Though, as the moments passed, they fell into a familiar routine. It wasn’t the first time or the last that their daughter would get a nightmare. They gave her a glass of water, talked her down, and they each went back to their beds. Kelly opted out of sleep that night. Her noises and rumblings clearly only worked to upset their daughter, who took the sounds and images and turned them into horror-filled dreams. And she had nothing going on the following day, just like every day before since the quarantine started, so she would nap later.
***
Since Kelly knew that during a pandemic, no one would or should be making any house calls for an exorcism, she took matters into her own hands. Thankfully, all of the popular delivery services would bring her sage on-demand and she even got her choice of delivery date. Her cabinet was stocked with salt, so that wasn’t an issue either.

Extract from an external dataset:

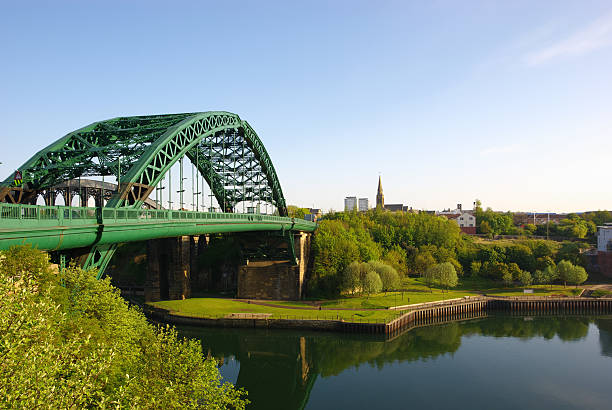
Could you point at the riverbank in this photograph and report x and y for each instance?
(395, 322)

She circled the apartment, sprinkling salt, then lit the sage just as she had seen during her brief, less-than-scholarly research of Google, YouTube, and Pinterest. She carried it through each room, wafting the cool, minty scent of it through the span of the apartment. It was a bit too strong for her liking and the smoke activated her asthma and caused her to cough into her wafting arm. Her coughing grew so furious that she had to crack a window, which may have defeated the purpose entirely, unless the ghosts had flown out with the smoke.
To make matters even worse, Bella followed her every step of the way, shouting in her little, squeaky voice, “Mommy! Mommy! I want to set the flower on fire too!”
She wasn’t the only one who screamed either. Bed-bound Francesca shouted, “Marco! The house is on fire!”
“Ma! It’s not on fire! Kelly’s doing crafts.”
“What?!” she shouted, due to her stuffy ears, yet refusal to lower the volume on the television from where it was cranked to 100. How she could watch the local news list off death counts between useless stories of deer hanging out in people’s gardens or migrating ducks, she never knew.
“There’s no fire, Ma!”
Even Boots had his chubby orange self determined to thwart her ghost-removal attempts. He licked at the salt on the hardwood floors, sneezed at its taste, then licked it again. She scooted both the cat and her daughter away and threw the sage into the sink, letting the water run over it. It was a bad idea and she should have known before she even started.
***
It was another long and sleepless night for Kelly. She was used to long days and too-short nights and still hadn’t grown into the change of schedule. To give herself something to do outside of lying in the dark obsessing over a lack of sleep, she ventured to the kitchen for a glass of water.
To her immediate horror, since the years in that tragically squared-footed apartment gave her intimate knowledge of every inch of it, she knew something was wrong, even in the dark. Someone stood before her cabinets, donned in a teal gown. It was too skinny to be Francesca, too tall to be Bella, and too feminine to be Marco, which left them all accounted for.
“Who are you?” she asked and her heart jumped into her throat when the figure flipped around in a single second.
Her hair was tangled into knots, her eyes lifeless and dead, her skin impossibly pale. But what gave Kelly a chill was her mouth. It was parted and rounded and wet and her chest floundered up and down like an inflating and deflating balloon. Somehow, Kelly knew that she was attached to a ventilator, even if it wasn’t present. She reached out her pallid hand and Kelly caught sight of the ring on her finger—the square cut diamond and multiple bands, it was her wedding ring.
Suddenly, it clicked. Those were her dark twisted curls, her frigid white skin, her failing, sunken lungs. With the stunted breath she had, Kelly opened her mouth and screamed, and the haunted, mirrored image of herself screamed right back.